For any nonnegative random variable $Y$ , we have (see (21.9) of Billingsley's Probability and measure):
$$E[Y] = \int Y dP = \int_0^\infty P[Y > t] dt. \tag{$*$}$$
For $M > 0$, substituting $Y$ in $(*)$ with $XI_{[X > M]}$ to
\begin{align}
\int XI_{[X > M]} dP &= \int_0^\infty P[XI_{[X > M]} > t]dt \\
&= \int_0^M P[XI_{[X > M]} > t]dt + \int_M^\infty P[XI_{[X > M]} > t]dt \\
&= MP[X > M] + \int_M^\infty P[X > t] dt \geq MP[X > M]. \tag{$**$}
\end{align}
The third equality holds because for every $t \in [0, M]$, $\{XI_{[X > M]} > t\} = \{X > M\}$, and for every $t > M$, $\{XI_{[X > M]} > t\} = \{X > t\}$.
To wit, say, if we want to show for every $t \in [0, M]$, $\{XI_{[X > M]} > t\} = \{X > M\}$, just note
\begin{align}
\{XI_{[X > M]} > t\} &= (\{XI_{[X > M]} > t\} \cap \{X > M\}) \cup (\{XI_{[X > M]} > t\} \cap \{X \leq M\}) \\
&= (\{X > t\} \cap \{X > M\}) \cup (\{0 > t\} \cap \{X \leq M\}) \\
&= \{X > M\} \cup \varnothing = \{X > M\}.
\end{align}
Similarly it is easy to show for every $t > M$, $\{XI_{[X > M]} > t\} = \{X > t\}$.

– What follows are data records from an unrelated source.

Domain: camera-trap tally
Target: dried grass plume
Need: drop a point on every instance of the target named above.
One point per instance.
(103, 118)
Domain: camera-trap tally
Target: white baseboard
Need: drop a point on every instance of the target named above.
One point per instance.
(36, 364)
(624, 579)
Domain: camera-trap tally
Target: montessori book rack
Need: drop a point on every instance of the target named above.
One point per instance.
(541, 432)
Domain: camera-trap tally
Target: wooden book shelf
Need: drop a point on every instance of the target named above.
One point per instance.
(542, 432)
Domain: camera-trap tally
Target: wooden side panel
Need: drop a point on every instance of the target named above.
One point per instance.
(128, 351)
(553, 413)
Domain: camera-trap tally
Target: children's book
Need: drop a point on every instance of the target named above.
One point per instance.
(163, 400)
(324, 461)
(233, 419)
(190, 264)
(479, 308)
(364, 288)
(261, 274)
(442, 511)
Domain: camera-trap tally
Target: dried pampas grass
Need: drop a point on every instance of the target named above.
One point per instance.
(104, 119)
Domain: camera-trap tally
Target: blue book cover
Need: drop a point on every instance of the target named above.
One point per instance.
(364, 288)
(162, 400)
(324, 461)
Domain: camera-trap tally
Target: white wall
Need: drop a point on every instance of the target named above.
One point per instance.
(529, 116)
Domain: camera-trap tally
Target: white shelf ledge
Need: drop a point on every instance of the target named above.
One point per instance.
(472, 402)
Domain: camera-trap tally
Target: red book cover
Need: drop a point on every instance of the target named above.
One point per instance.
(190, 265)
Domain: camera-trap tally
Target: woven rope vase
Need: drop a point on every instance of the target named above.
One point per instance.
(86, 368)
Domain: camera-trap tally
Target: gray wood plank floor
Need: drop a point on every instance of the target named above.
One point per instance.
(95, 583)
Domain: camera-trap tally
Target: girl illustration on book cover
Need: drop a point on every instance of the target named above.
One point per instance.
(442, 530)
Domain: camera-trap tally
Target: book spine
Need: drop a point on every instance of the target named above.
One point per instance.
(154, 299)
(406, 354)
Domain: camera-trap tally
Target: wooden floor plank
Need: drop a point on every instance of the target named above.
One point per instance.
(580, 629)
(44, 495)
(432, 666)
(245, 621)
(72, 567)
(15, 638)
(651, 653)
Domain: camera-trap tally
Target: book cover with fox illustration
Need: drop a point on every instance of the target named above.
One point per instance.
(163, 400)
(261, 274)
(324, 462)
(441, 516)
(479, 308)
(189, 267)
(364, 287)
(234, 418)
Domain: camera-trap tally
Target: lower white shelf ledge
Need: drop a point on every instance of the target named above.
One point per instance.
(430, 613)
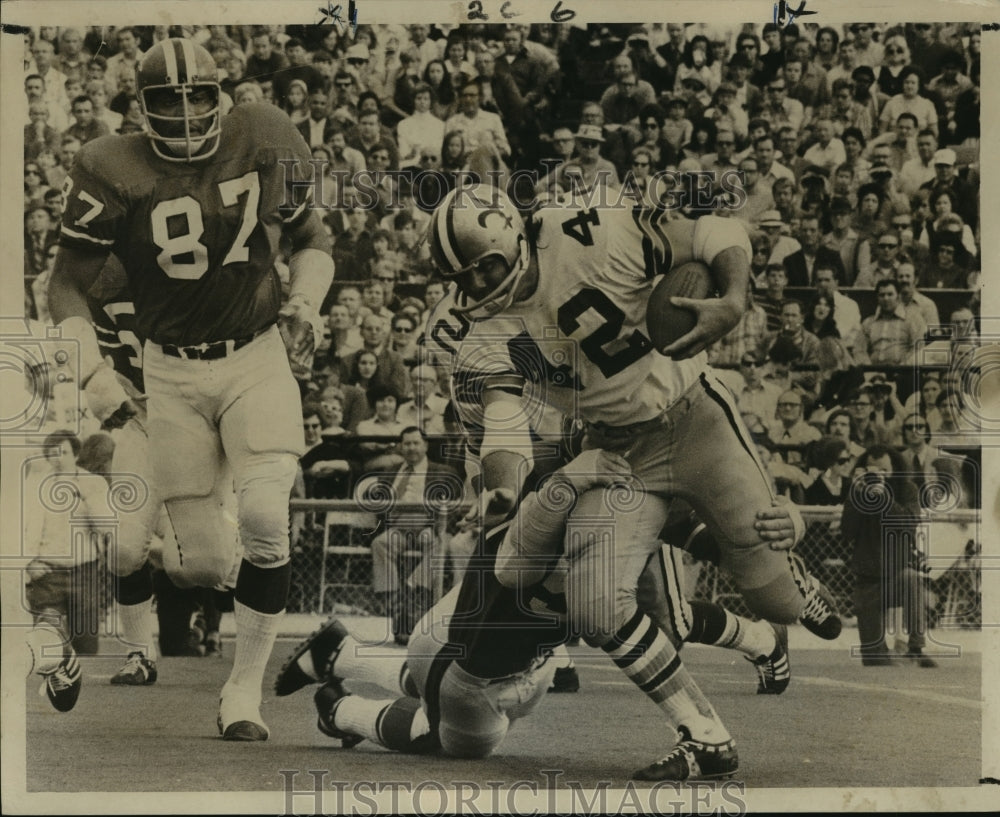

Assume that $X$ is integrable (i.e., $E[|X|]< \infty$), then the left hand side of $(**)$ converges to $0$ as $M \to \infty$, by the dominated convergence theorem. It then follows that
$$0 \geq \limsup_{M \to \infty} MP[X > M] \geq \liminf_{M \to \infty} MP[X > M] \geq 0.$$
Hence the result follows.
Remark: This proof uses some measure theory, which I think is worthwhile as the proof assuming the existence of densities doesn't address a majority class of random variables, for example, discrete random variables such as binomial and Poisson.